Da minha infância e adolescência na Guarda recordo as horas passadas a ver televisão espanhola. Vale a pena dizer que, nos anos 70 e 80, ver televisão ainda não se tinha transformado no puro exercício escusado, na absurda perda de tempo, que na maioria dos casos hoje, sem dúvida, é. Naqueles tempos, e como só mais tarde viria a ver entender, ver televisão espanhola era muito mais do que ver televisão. Para aquela primeira geração que cresceu a ver televisão, a ‘espanhola’, simplesmente a ‘espanhola’ como era tratada, sem mais, em sinal da intimidade aos poucos alcançada, era uma verdadeira janela aberta para o mundo. Hoje posso dizê-lo sem hesitação, hoje compreendo; foi o abrir de essa janela que primeiro me fez ver ao longe, que primeiro me fez querer encontrar alguns dos lugares que entretanto encontrei e interessar-me pelos assuntos que me interessam até hoje e ocupam o meu tempo. Em tantos aspectos, muitos aspectos, essa era a pantalha que todos os dias contrastava com o Portugal ainda fechado dos anos 70 e 80. Que todos os dias desfocava a pequena Guarda, a isolada Guarda, e permitia sobrevoar as inúmeras barreiras que se estendiam à volta dela. Chegar à fronteira pela antiga EN 16 demorava o seu tempo, ainda por essa altura, um tempo passado a fazer curvas e contra-curvas.
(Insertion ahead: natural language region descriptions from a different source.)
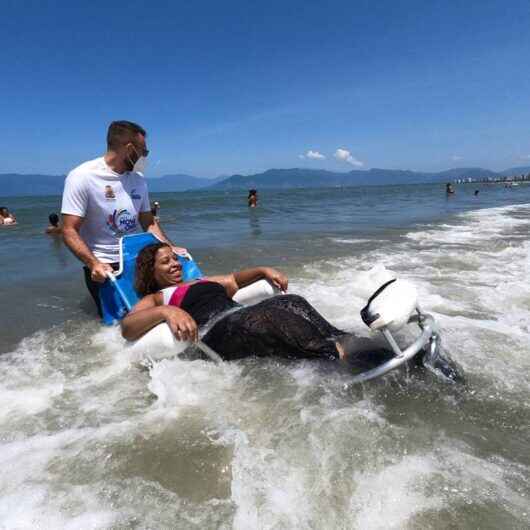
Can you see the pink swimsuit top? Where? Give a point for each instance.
(175, 295)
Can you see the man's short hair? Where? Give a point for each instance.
(122, 132)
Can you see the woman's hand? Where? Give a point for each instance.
(181, 323)
(277, 278)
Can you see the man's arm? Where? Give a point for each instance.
(148, 223)
(71, 226)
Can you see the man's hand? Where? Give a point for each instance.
(277, 278)
(181, 323)
(179, 251)
(99, 270)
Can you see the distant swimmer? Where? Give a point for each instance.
(252, 198)
(154, 210)
(53, 229)
(6, 217)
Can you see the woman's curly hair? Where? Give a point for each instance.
(145, 282)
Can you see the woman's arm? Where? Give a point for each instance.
(149, 312)
(233, 282)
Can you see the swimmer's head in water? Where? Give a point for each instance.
(157, 267)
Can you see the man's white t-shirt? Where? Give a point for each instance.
(109, 202)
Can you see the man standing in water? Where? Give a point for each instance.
(105, 199)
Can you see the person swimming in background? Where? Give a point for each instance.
(285, 325)
(7, 218)
(154, 210)
(53, 228)
(252, 198)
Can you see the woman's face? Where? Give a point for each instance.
(168, 270)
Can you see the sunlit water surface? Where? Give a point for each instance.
(90, 441)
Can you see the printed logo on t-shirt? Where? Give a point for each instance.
(109, 193)
(121, 222)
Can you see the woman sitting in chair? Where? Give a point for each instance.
(285, 325)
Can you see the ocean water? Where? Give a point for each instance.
(90, 441)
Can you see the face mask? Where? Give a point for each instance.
(140, 165)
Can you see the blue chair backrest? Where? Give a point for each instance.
(112, 304)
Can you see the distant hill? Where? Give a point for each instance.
(12, 184)
(314, 178)
(520, 170)
(17, 184)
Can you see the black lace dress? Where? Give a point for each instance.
(285, 325)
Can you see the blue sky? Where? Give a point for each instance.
(239, 87)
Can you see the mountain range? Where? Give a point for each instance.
(12, 184)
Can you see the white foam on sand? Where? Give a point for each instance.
(89, 441)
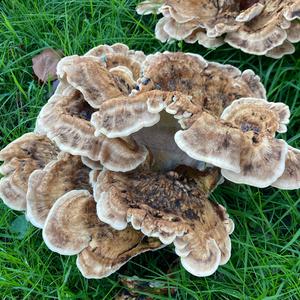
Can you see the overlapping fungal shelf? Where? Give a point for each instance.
(261, 27)
(126, 152)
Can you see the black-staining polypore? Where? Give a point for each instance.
(262, 27)
(126, 139)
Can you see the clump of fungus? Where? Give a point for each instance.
(128, 149)
(262, 27)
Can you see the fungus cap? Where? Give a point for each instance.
(66, 120)
(177, 212)
(21, 157)
(72, 227)
(45, 186)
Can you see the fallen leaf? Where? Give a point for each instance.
(44, 64)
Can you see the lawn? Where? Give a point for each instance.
(265, 261)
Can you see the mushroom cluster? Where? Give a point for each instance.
(261, 27)
(126, 152)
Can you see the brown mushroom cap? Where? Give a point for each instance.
(285, 48)
(290, 178)
(21, 157)
(72, 227)
(244, 145)
(175, 73)
(92, 164)
(45, 186)
(251, 112)
(254, 26)
(171, 208)
(199, 35)
(293, 33)
(265, 32)
(213, 86)
(90, 77)
(149, 7)
(66, 120)
(119, 55)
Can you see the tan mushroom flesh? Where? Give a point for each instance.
(72, 227)
(66, 120)
(171, 207)
(45, 186)
(21, 157)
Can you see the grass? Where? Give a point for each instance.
(265, 261)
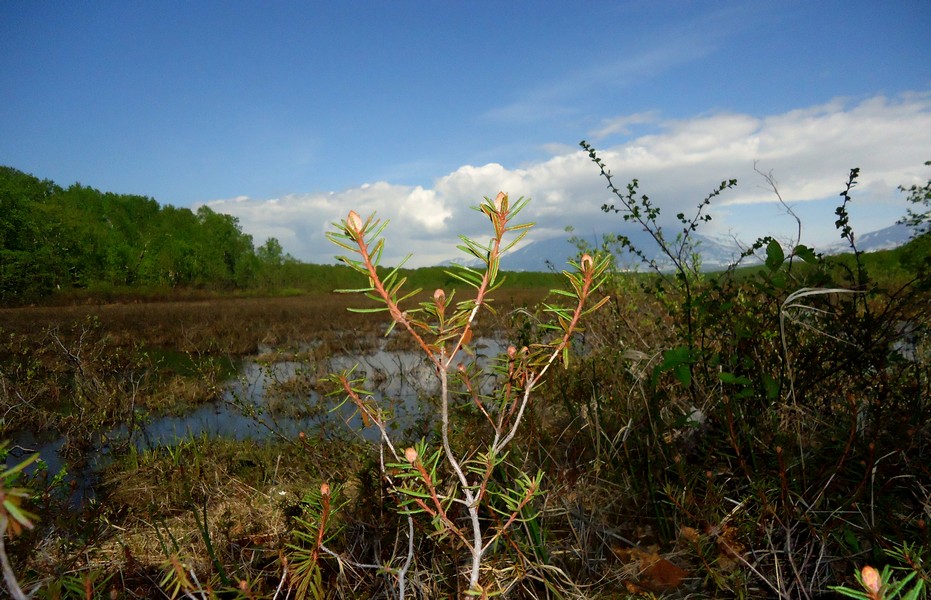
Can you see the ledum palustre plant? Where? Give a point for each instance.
(455, 488)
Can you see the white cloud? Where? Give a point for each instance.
(809, 150)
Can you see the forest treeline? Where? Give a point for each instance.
(54, 238)
(61, 242)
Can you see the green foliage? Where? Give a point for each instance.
(54, 239)
(450, 485)
(776, 405)
(920, 196)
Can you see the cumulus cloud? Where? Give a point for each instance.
(809, 151)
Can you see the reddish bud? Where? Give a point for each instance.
(354, 222)
(501, 201)
(871, 579)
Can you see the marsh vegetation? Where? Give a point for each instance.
(756, 433)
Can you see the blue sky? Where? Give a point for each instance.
(288, 114)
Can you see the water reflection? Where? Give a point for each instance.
(275, 398)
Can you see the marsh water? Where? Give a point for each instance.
(274, 395)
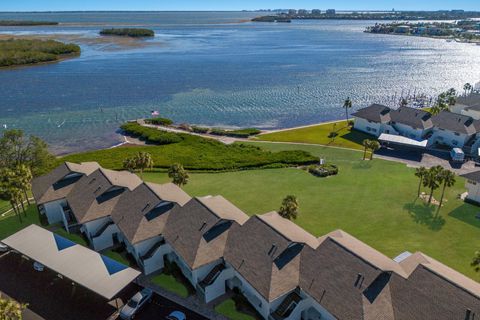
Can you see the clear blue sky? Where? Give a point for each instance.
(56, 5)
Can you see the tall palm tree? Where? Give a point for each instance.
(178, 174)
(476, 262)
(420, 173)
(374, 146)
(366, 146)
(446, 177)
(347, 104)
(289, 208)
(431, 180)
(144, 161)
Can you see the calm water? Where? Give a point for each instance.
(212, 69)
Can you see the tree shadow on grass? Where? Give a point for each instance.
(466, 213)
(425, 214)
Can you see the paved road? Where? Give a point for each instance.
(52, 298)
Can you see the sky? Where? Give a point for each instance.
(206, 5)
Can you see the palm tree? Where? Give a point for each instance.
(10, 309)
(24, 179)
(374, 146)
(420, 173)
(178, 174)
(446, 177)
(143, 161)
(130, 164)
(467, 87)
(366, 145)
(289, 208)
(431, 180)
(476, 262)
(347, 104)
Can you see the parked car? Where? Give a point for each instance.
(176, 315)
(3, 247)
(138, 301)
(38, 266)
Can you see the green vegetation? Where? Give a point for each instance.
(27, 23)
(128, 32)
(323, 170)
(159, 121)
(151, 135)
(15, 52)
(170, 283)
(77, 238)
(375, 201)
(228, 309)
(321, 134)
(196, 153)
(10, 224)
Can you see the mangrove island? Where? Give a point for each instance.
(128, 32)
(17, 52)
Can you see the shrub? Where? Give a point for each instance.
(323, 170)
(159, 121)
(150, 134)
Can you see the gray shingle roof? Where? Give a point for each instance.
(415, 118)
(46, 189)
(132, 213)
(256, 251)
(472, 101)
(456, 123)
(187, 229)
(375, 112)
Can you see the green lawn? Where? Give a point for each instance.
(119, 257)
(171, 284)
(77, 238)
(11, 224)
(374, 201)
(228, 309)
(319, 134)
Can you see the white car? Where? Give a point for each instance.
(3, 247)
(135, 304)
(176, 315)
(38, 266)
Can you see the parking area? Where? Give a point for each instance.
(51, 297)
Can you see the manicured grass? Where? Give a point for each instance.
(374, 201)
(11, 224)
(168, 282)
(346, 138)
(77, 238)
(196, 153)
(228, 309)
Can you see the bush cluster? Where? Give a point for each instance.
(151, 135)
(128, 32)
(15, 52)
(323, 170)
(159, 121)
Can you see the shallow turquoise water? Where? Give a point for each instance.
(210, 69)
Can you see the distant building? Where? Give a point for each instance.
(331, 12)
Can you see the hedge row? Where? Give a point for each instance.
(151, 135)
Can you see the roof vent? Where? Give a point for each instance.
(272, 250)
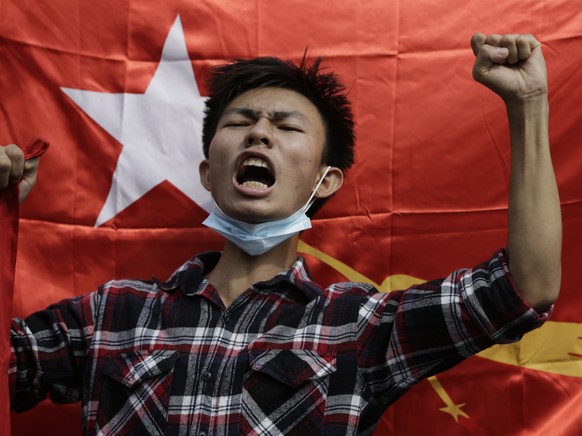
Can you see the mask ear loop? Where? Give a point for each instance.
(312, 198)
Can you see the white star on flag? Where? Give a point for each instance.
(160, 130)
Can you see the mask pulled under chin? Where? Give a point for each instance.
(256, 239)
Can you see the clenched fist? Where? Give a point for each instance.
(15, 169)
(511, 65)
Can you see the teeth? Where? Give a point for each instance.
(255, 185)
(255, 162)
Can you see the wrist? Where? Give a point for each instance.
(532, 104)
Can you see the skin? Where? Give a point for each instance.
(512, 66)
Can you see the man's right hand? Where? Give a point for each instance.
(14, 169)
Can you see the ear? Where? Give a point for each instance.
(204, 170)
(331, 183)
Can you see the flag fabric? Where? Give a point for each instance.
(118, 89)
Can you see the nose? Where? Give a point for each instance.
(260, 134)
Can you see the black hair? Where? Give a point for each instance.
(322, 89)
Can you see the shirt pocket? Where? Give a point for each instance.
(286, 391)
(134, 393)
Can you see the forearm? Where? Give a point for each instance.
(535, 226)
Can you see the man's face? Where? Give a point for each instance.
(265, 157)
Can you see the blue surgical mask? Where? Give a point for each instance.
(256, 239)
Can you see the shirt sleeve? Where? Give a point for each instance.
(48, 352)
(406, 336)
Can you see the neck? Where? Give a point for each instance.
(236, 270)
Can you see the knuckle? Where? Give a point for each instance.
(5, 163)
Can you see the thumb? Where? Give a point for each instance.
(486, 58)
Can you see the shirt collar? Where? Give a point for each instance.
(189, 278)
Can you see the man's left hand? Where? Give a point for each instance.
(511, 65)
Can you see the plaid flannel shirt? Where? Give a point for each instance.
(285, 357)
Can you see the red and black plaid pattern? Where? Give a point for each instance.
(285, 357)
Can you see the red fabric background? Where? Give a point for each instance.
(428, 193)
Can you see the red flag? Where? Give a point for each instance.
(428, 193)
Ir a Lisboa ou a Coimbra nem se fala; era uma pequena odisseia. Ao Porto nunca fui. É verdade que as fronteiras são sempre, e em certa medida, imaginárias. Elas existem onde não se vêem e as que se vêem vão sendo reconstruídas pela mente e pelas actividades humanas. Naquelas horas em frente da pequena pantalha, a minha impressão era a de que Portugal ficava tão longe, ou tão perto, como Espanha.
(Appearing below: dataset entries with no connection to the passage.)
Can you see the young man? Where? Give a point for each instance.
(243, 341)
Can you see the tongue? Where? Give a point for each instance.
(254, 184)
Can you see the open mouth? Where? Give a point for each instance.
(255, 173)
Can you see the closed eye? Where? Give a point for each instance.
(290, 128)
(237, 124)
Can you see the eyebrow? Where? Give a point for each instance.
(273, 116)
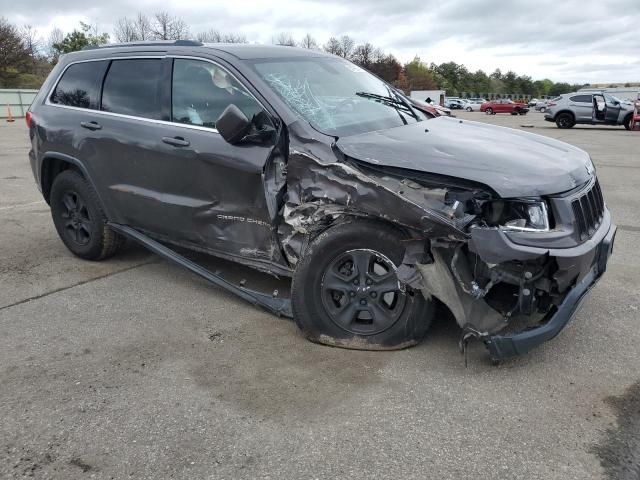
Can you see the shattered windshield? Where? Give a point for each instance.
(335, 96)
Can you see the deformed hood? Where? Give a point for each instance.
(513, 163)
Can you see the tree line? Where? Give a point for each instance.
(26, 58)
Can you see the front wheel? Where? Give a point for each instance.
(346, 293)
(627, 122)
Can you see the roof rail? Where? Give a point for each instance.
(152, 43)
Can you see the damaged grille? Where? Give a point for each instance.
(588, 210)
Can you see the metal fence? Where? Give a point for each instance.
(16, 99)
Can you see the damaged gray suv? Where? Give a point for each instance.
(302, 164)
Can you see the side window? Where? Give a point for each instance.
(132, 87)
(202, 90)
(79, 85)
(581, 98)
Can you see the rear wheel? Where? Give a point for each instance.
(79, 219)
(346, 293)
(565, 120)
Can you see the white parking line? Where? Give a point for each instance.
(11, 207)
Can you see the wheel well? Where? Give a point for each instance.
(51, 168)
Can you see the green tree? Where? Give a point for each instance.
(78, 39)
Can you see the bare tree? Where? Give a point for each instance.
(309, 42)
(55, 37)
(210, 36)
(31, 40)
(125, 30)
(143, 27)
(285, 39)
(214, 36)
(363, 55)
(166, 27)
(332, 46)
(13, 52)
(346, 46)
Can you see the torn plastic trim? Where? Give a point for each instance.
(272, 303)
(505, 346)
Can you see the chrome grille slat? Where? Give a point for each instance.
(588, 209)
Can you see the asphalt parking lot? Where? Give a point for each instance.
(134, 368)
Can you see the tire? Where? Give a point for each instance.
(565, 120)
(359, 313)
(79, 218)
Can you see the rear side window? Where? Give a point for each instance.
(132, 87)
(581, 98)
(79, 85)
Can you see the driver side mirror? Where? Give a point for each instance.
(232, 124)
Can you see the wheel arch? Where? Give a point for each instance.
(53, 163)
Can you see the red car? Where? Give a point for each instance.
(504, 106)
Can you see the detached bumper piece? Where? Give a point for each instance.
(502, 347)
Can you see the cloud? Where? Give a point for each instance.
(571, 40)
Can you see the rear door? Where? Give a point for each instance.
(169, 171)
(582, 106)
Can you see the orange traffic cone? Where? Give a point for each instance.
(10, 116)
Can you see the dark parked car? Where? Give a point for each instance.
(302, 164)
(504, 106)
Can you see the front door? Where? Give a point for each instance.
(612, 110)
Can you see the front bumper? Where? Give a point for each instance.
(505, 346)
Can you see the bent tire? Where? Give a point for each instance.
(345, 291)
(565, 120)
(79, 219)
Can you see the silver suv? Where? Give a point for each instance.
(593, 108)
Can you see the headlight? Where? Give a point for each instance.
(518, 215)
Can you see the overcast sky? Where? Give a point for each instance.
(592, 41)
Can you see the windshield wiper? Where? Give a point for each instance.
(396, 103)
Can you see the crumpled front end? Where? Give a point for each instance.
(465, 245)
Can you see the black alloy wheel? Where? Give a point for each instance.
(360, 292)
(77, 222)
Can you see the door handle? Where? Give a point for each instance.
(91, 125)
(176, 141)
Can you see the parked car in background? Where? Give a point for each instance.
(540, 106)
(454, 103)
(473, 105)
(588, 109)
(504, 106)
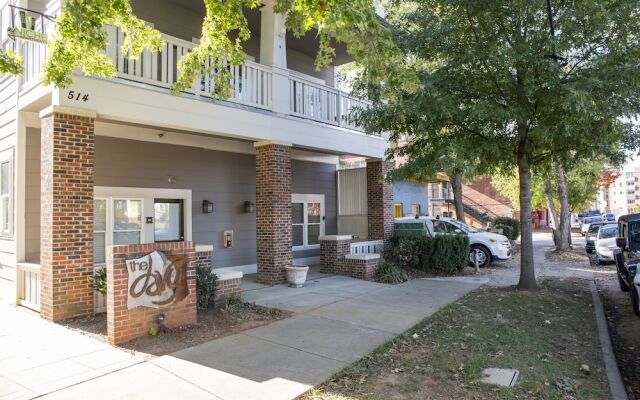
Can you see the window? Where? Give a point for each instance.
(127, 221)
(168, 220)
(307, 218)
(99, 230)
(115, 222)
(6, 194)
(398, 210)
Apetecia-me dizer tudo isto como prólogo a uma breve nota relativa à integração do TMG na rede de teatros de Castela e Leão. Em meu entender, este é seguramente o acontecimento mais significativo e prometedor das últimas décadas na vida da Guarda. A par da própria criação do TMG, está claro. Porque mostra que a cultura cria novas centralidades e impulsiona a produção e transacção de novos bens económicos; porque mostra que, nos nossos dias, a cultura permite recriar o significado das fronteiras políticas e refazer as identidades seculares assentes na desconfiança e no desconhecimento dos que se (des)encontram de ambos os lados. Em si mesma, esta integração é histórica e até revolucionária. Não é só um acto de oportunidade e capacidade de negociação; é um acto que reage com imaginação às limitações próprias de um pequeno país e à fatalidade do isolamanto e da interioridade. E também representa o acto bem tangível do que deve ser um dos eixos fundamentais do desenvolvimento da Guarda – a articulação, nos diferentes sectores, com Castela e Leão como forma de quebrar as lógicas da interioridade e da depressão social. Criar no interior novos pólos de atracção e qualidade de vida é o desafio que está em causa, e a colaboração com Castela e Leão soma experiência, vontades, recursos e capacidade de execução. Afinal, não vale a pena subestimar o sucesso dessa experiência de autonomia regional com um percurso de quase três décadas.